We need app store competition, not Apple’s 1960s-style paternalistic monopoly – TechCrunch

A pair of bills moving through Congress would force some of the largest tech companies to cede control over how people find and use mobile apps, leading to more competition and lower prices. But Big Tech companies, especially Apple, want to scare people with dire warnings that the bills would put their security in jeopardy.

Tellingly, Big Tech firms are not so loud about other things jeopardized by the bills — their app store monopolies and ability to make more money off mobile customers and app developers.

Pro-competition bills — S. 2992, the American Innovation and Choice Online Act and S. 2710, the Open App Markets Act — would open up the largest app stores, including Apple’s and Google’s, by requiring them to allow competing third-party app stores and alternate channels for in-app payments.

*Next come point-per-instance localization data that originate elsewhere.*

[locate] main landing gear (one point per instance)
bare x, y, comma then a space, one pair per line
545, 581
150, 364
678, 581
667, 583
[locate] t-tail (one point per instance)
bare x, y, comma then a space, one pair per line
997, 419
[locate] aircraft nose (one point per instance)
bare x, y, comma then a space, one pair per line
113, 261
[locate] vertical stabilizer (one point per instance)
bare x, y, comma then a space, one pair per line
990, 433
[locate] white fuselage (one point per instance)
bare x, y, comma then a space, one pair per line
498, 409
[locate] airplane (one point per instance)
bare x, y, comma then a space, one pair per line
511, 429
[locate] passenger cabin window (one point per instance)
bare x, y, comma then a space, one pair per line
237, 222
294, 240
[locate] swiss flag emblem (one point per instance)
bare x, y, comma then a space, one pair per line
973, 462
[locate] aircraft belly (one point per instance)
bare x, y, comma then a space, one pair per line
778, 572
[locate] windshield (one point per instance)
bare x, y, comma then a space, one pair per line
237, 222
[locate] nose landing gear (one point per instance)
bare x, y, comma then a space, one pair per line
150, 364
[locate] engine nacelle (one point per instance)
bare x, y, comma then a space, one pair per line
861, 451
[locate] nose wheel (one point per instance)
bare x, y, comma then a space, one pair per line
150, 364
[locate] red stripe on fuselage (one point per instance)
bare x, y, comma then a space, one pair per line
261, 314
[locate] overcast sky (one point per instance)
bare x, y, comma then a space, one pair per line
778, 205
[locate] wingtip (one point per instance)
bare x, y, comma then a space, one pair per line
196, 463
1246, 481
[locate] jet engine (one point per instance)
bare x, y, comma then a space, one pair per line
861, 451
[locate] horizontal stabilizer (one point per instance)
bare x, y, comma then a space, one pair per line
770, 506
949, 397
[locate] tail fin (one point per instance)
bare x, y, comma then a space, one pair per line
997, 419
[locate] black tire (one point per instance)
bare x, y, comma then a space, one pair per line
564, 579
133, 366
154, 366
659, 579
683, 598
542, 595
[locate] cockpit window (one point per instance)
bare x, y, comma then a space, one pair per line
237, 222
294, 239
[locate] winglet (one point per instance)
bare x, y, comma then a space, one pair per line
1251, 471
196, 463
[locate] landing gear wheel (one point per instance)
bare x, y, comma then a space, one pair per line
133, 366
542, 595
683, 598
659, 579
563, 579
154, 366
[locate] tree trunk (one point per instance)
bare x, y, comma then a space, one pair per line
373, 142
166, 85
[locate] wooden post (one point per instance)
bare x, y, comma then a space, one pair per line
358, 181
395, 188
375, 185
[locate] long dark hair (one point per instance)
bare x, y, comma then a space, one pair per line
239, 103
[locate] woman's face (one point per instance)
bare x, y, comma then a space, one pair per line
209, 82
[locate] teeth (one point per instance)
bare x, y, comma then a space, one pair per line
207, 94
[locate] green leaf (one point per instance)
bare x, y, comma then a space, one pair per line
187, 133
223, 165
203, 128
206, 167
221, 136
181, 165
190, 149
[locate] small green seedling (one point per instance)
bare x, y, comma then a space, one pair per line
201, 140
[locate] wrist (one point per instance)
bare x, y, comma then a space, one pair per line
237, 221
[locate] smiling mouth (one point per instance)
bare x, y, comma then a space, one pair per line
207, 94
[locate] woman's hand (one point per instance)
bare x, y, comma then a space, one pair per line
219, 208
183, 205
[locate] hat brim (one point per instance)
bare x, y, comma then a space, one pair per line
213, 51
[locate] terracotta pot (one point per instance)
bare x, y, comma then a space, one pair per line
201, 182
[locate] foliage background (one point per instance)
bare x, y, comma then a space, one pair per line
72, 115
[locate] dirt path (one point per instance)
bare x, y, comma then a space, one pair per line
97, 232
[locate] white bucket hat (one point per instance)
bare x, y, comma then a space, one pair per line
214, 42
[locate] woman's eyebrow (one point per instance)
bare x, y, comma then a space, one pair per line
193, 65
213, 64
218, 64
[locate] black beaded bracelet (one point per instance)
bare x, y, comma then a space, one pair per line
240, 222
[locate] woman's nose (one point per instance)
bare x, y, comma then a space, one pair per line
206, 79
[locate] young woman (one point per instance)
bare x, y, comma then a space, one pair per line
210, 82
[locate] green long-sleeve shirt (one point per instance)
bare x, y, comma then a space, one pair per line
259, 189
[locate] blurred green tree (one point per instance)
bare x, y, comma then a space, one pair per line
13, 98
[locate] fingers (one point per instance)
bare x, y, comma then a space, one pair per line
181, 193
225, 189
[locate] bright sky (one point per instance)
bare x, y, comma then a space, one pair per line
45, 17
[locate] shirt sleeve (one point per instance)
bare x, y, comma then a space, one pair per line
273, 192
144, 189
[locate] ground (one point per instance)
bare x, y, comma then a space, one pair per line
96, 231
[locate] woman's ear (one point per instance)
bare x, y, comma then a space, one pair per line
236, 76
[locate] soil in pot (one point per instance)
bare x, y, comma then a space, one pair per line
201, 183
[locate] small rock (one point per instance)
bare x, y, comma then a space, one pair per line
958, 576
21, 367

The bills would also stop the largest app store operators from preferencing their own apps over competitors’.

iPhone users would have the freedom to install less expensive third-party apps and choose to shop at third-party app stores. While some alternative app stores might have a greater volume of malicious apps, others may take a stronger approach to security and privacy than Apple — one that isn’t limited by the drive to enhance a monopolist’s bottom line.

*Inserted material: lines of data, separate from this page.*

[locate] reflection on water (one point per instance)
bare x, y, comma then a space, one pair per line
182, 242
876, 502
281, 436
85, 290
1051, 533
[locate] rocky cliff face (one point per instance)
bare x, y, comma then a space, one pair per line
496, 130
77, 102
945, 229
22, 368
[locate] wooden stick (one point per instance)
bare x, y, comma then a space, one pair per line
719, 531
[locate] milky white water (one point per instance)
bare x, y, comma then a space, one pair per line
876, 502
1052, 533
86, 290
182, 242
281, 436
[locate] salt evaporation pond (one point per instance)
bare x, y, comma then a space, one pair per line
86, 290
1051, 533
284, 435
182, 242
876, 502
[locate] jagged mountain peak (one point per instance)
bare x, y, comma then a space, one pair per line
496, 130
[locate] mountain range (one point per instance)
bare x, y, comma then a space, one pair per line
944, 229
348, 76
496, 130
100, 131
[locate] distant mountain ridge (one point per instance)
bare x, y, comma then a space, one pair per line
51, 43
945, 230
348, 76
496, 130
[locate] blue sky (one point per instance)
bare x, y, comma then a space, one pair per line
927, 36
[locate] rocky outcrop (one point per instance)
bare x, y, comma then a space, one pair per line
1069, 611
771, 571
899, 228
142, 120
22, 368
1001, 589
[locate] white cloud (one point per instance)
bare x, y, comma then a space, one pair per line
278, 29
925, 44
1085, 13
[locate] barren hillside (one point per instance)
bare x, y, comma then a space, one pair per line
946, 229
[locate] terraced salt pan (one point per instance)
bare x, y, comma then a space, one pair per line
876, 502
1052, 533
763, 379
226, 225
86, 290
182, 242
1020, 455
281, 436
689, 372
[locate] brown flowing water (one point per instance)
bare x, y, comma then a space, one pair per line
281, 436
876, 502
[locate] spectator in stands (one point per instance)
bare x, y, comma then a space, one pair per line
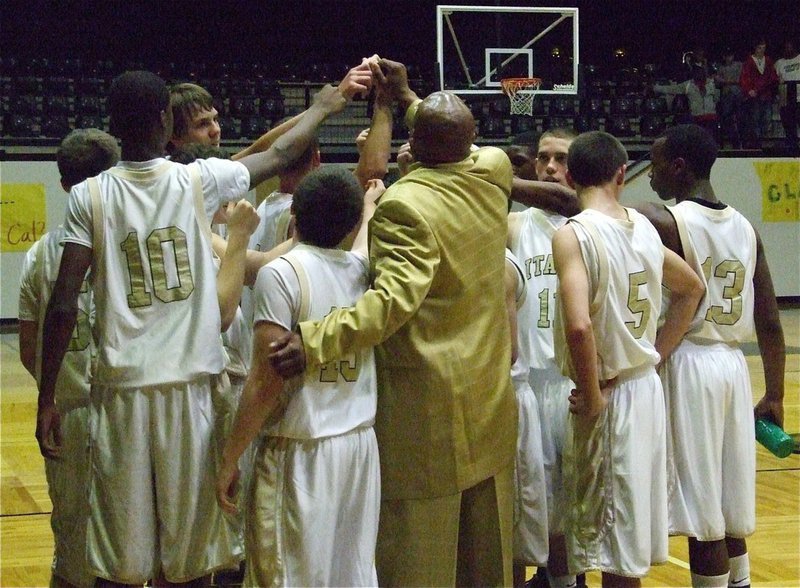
703, 96
758, 82
730, 103
788, 71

Alternative app stores or app-vetting services could also offer important security- and privacy-enhancing apps that Apple has banned from iOS devices.

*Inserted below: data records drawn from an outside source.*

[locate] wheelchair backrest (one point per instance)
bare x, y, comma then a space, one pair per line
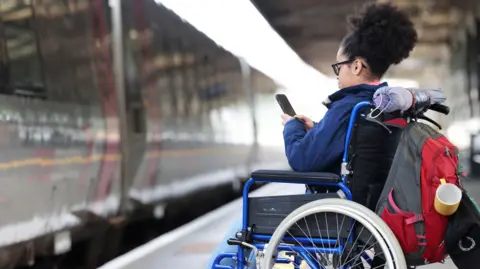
371, 151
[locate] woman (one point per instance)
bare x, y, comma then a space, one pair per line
380, 35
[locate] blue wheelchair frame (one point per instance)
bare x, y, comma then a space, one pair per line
303, 252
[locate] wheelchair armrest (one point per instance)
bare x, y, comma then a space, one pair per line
295, 177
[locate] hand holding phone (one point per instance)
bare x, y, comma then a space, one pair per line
287, 108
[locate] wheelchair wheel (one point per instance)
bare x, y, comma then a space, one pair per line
359, 240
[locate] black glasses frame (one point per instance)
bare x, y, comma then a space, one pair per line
336, 66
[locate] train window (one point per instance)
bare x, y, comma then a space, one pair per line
138, 119
21, 72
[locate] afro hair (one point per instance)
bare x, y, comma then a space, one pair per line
382, 34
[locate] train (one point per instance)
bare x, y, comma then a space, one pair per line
116, 112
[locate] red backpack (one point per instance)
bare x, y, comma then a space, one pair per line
423, 157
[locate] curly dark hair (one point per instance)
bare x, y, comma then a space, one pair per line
382, 34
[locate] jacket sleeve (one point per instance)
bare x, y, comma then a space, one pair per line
319, 148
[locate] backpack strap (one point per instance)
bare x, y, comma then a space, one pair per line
414, 219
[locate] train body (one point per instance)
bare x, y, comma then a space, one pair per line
85, 143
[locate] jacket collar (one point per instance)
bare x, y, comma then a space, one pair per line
352, 90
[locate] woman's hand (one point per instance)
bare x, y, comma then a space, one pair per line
306, 120
286, 118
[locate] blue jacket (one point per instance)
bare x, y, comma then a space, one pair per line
321, 148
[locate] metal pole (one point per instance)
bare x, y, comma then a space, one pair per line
118, 63
247, 83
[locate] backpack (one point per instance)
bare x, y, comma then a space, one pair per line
406, 204
462, 239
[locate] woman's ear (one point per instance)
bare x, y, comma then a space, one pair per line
357, 67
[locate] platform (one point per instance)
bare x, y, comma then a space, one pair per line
190, 246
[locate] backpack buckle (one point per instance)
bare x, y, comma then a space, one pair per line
416, 218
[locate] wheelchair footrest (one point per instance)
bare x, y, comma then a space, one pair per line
266, 213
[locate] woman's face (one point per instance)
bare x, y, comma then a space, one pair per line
350, 73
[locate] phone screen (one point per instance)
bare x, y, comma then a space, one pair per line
285, 104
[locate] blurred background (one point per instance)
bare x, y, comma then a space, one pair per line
122, 120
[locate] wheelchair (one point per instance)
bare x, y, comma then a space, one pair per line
305, 230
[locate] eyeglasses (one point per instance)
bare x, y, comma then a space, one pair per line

Nothing in the bills would stop Apple and Google from vetting apps for their phones for privacy and security or prevent them from offering new protective measures. So, because they trust Apple’s vetting of apps and are happy with the apps Apple lets them download, many iPhone users will choose to stick with the App Store. For those users, nothing will change under these bills.

The choice would be theirs. But Apple doesn’t want that. It wants to decide what, and how, users can purchase mobile apps. And it’s not just because the company is concerned about users’ privacy and security, which indeed it is.